I've had a bit of insight as to why I possibly may swallow things.
Tonight I have eaten crap. I have basically binged on crap and feel very sick. I do recognise now, that in myself that, that in itself is a form of self harm for me. But, after, I was aware of this feeling that I needed to punish myself for doing it. It stuck with me for a while.
So I swallowed.
I don't know if it is always like that.
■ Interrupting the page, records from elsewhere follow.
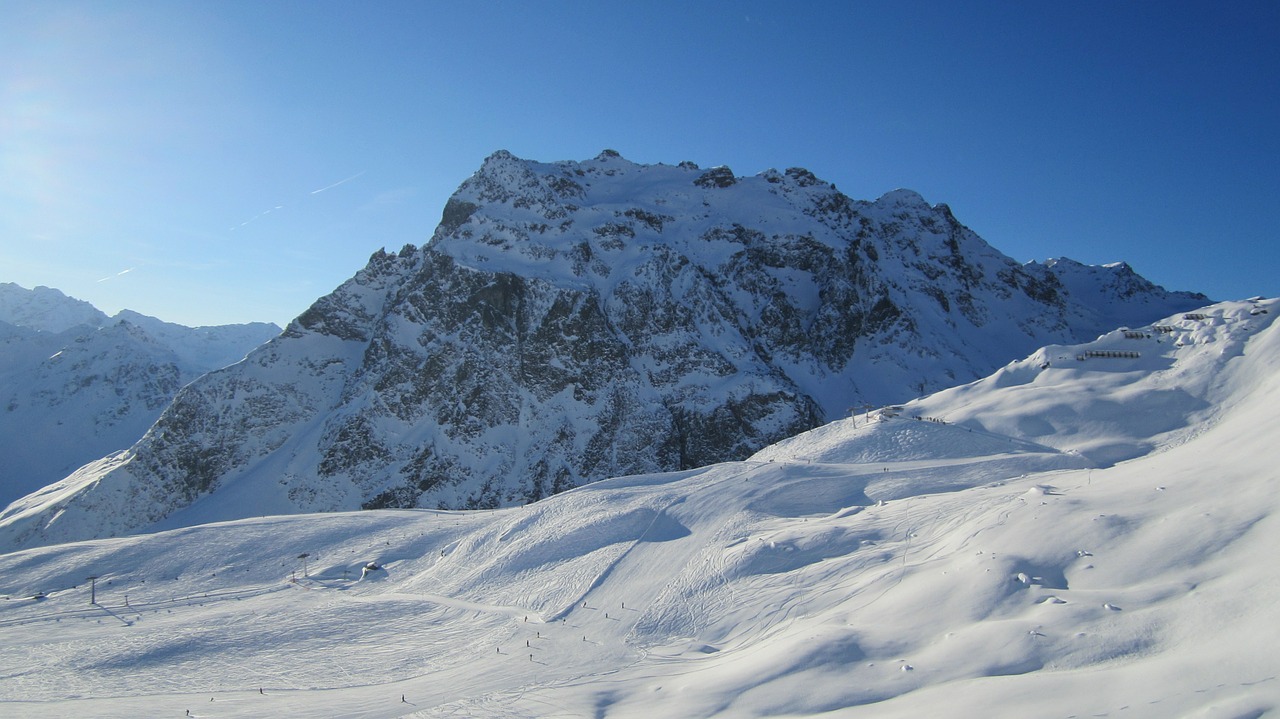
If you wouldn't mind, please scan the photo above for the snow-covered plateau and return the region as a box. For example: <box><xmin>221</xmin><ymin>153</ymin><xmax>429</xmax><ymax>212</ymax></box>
<box><xmin>0</xmin><ymin>298</ymin><xmax>1280</xmax><ymax>719</ymax></box>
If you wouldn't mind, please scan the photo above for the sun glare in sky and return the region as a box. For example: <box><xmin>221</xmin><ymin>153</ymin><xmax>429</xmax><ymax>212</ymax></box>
<box><xmin>0</xmin><ymin>0</ymin><xmax>1280</xmax><ymax>325</ymax></box>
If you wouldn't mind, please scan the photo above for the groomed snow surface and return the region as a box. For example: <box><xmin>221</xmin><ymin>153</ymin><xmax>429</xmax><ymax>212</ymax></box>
<box><xmin>0</xmin><ymin>301</ymin><xmax>1280</xmax><ymax>719</ymax></box>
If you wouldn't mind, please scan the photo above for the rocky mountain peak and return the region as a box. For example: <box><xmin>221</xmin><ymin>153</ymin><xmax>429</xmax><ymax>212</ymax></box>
<box><xmin>0</xmin><ymin>151</ymin><xmax>1198</xmax><ymax>545</ymax></box>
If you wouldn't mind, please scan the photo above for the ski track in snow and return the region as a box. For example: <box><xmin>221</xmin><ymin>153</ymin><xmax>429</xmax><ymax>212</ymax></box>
<box><xmin>0</xmin><ymin>301</ymin><xmax>1280</xmax><ymax>719</ymax></box>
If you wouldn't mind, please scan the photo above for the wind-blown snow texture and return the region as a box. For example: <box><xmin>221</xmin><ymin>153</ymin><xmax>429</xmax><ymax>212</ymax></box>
<box><xmin>0</xmin><ymin>283</ymin><xmax>280</xmax><ymax>505</ymax></box>
<box><xmin>0</xmin><ymin>151</ymin><xmax>1206</xmax><ymax>546</ymax></box>
<box><xmin>0</xmin><ymin>294</ymin><xmax>1280</xmax><ymax>719</ymax></box>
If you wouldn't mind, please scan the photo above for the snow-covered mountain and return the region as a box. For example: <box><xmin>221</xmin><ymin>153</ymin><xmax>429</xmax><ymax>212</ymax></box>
<box><xmin>0</xmin><ymin>283</ymin><xmax>280</xmax><ymax>504</ymax></box>
<box><xmin>0</xmin><ymin>294</ymin><xmax>1280</xmax><ymax>719</ymax></box>
<box><xmin>0</xmin><ymin>151</ymin><xmax>1206</xmax><ymax>542</ymax></box>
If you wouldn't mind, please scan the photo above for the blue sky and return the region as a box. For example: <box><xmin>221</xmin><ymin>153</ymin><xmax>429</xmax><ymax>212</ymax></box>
<box><xmin>0</xmin><ymin>0</ymin><xmax>1280</xmax><ymax>325</ymax></box>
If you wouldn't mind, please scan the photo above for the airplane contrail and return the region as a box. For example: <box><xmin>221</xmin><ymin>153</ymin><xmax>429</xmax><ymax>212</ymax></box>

If that's always the reason. But it was tonight. It's not like I want it to do anything to me. I do worry after. But then if I did it would be like a punishment.
I am following a fat club plan at the moment. So far with diet and exercise I have lost 14kg. That's around 2.5 stone or in lbs, 35lb. To get my BMI to within a normal range I need to lose about another 18kg. So I am not even half way yet. But, to be honest I would be happy being a UK size 14. I'm about an 18 on bottom and 16 on top now. I'm 5'8. Or 172cm. So I think to get there I would need to lose another 2 stone.
I've never spoke to anyone before about how my weight bothers me and how it makes me feel. I don't know why. I think it comes down to the psychologist being a bloke.
I need to get back on it tomorrow. I need to make sure I have a week of no alcohol, no going over on points and lots of exercise. Not like this last week has been.
Anyway, just wanted to write about that little bit of insight I have had.